Obesity has become an epidemic in the United States. 1 in 3 Americans is now obese. Because we are getting bigger as a population – the rates of obesity related medical problems such as hypertension, heart disease, diabetes, acid reflux, etc. are also rising. As a result we are spending about 210 billion dollars yearly on managing these comorbidities, which is almost 20% of our entire health care expenditure.
It is important that as individuals and as a society we address this growing problem. There are many ways to prevent and improve the diseases that are connected to obesity. Increasing physical exercise, changing your diet, and working toward behavior changes will go a long way. There are also medications and interventional procedures (including endoscopic and surgical) that can treat this condition.
You are considered obese when your body mass index (BMI) is at 30 or higher. The way this is calculated is by dividing your weight in kilograms by your height in meters squared. Those with a BMI of below 18.5 are considered underweight; those between 18.5 and 24.9 are considered of healthy weight. Obesity Class I is a BMI from 30 to 34.9 while Class II obesity is for 35 to 39.9. Extreme or morbid obesity is categorized as a BMI of 40 or higher.
Hormones, behavior, and genetics all play a part in body weight, but obesity happens when you consume more calories in a day than you burn up through daily activities and exercise. The excess calories are stored as fat. In some cases, obesity may be linked to a medical cause, but this is rare.
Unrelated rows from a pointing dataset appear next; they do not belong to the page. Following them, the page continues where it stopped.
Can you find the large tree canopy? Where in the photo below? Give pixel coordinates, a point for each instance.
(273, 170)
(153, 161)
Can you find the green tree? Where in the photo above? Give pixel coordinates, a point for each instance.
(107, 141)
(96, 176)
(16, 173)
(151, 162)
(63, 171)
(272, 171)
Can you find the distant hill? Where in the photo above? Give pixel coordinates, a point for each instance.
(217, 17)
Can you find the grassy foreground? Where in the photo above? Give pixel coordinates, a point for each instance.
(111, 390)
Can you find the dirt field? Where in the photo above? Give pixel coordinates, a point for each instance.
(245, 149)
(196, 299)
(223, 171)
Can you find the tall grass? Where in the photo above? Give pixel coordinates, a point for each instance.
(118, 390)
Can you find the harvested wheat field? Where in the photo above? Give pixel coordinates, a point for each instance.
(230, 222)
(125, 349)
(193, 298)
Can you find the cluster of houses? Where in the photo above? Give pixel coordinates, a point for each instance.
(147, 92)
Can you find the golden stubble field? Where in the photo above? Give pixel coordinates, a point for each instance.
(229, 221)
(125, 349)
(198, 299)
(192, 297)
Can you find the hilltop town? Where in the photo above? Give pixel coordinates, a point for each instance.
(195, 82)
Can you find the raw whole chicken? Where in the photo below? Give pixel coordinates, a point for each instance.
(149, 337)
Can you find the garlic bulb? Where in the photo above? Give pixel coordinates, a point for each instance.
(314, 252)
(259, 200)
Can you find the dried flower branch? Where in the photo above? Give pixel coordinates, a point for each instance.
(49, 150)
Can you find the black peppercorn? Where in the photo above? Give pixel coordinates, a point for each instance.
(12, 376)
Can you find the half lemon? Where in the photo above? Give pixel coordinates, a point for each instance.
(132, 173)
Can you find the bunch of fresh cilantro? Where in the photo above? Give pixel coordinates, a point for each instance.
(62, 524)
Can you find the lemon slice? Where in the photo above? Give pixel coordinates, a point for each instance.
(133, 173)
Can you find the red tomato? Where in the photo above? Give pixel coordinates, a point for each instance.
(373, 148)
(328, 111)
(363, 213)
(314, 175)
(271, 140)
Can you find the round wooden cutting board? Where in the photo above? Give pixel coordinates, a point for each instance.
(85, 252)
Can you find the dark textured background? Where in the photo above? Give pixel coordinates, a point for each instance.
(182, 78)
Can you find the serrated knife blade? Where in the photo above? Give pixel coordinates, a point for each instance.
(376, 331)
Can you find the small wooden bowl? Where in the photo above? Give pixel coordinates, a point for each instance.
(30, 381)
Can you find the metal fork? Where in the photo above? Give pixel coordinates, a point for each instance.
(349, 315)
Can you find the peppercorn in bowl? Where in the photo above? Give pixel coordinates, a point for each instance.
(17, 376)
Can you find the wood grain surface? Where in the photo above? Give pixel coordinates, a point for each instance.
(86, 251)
The most common causes of obesity are unhealthy eating habits and inactivity. When you aren’t active, you don’t burn off as many calories as someone who is. Also, if you have poor eating habits, you likely get too many calories from foods that are not good for you.
The primary goal of treating obesity is to bring your weight to a healthier level. This may involve a team of specialists, including a behavior counselor, dietician, and obesity specialist, who help you make needed changes.
One of the most common treatments is making dietary changes. There are many diets to choose from, and your physician can likely offer you suggestions. Some of the nutritional changes that may be considered are merely cutting the number of calories that you consume, learning to eat foods that make you feel full with fewer calories, and making healthier choices in what you consume.
Turning up the amount of activity that you get is another way to lose weight. Even just walking can make a significant difference over time. Getting in at least 150 minutes a week of physical activity at a moderate level can help avoid further weight gain. Also, merely making choices to be more active in everyday life can help with improving weight loss.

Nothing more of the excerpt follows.